The Court explained that this determination was "in line with persuasive authorities from the federal Eighth and Ninth Circuit Courts of Appeals,"5 which hold that non-employees may be the "functional equivalent" of employees where they consistently perform work like employees, with the company supervising their activities. Consistent with the law in these other jurisdictions, the corporate attorney-client privilege covers functionally equivalent workers, even when that privilege is in tension with the physician-patient privilege.

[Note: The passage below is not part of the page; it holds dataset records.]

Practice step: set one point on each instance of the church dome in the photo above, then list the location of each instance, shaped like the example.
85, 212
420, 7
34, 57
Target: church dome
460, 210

Takeaways from the Hermanson Decision
Although Hermanson pertains to the specific privileges that arise in the healthcare industry, its holding is significant for all corporations who rely on independent contractors and other non-employee agents. The Washington Supreme Court's decision acknowledges that the principles supporting the corporate privilege also apply with respect to workers who are not employees, but who may be a company's agents anyway. While the Court did not explicitly adopt the functional-equivalent doctrine, it relied on persuasive authority from other jurisdictions using that doctrine and embraced its rationale.
After Hermanson, corporate counsel in all industries will have a stronger argument that communications with independent contractors and non-employee agents fall within the umbrella of the corporate attorney-client privilege, where those workers remain the corporation's agents and act as the functional equivalent of employees.
1 Loudon v. Mhyre, 110 Wash. 2d 675, 679 (1988) ("The mere threat that a physician might engage in private interviews with defense counsel would, for some, have a chilling effect on the physician-patient relationship and hinder further treatment.").
2 179 Wn. 2d 645, 671 (2014).
3 The courts permitted ex parte contact with nurses and a social worker under applicable privileges for their professions.
4 Quoting Newman v. Highland Sch. Dist. No. 203, 186 Wn.2d 769, 780 (2016).
5 Citing In re Bieter Co., 16 F.3d 929, 938 (8th Cir. 1994) and United States v. Graf, 610 F.3d 1148, 1159 (9th Cir. 2010).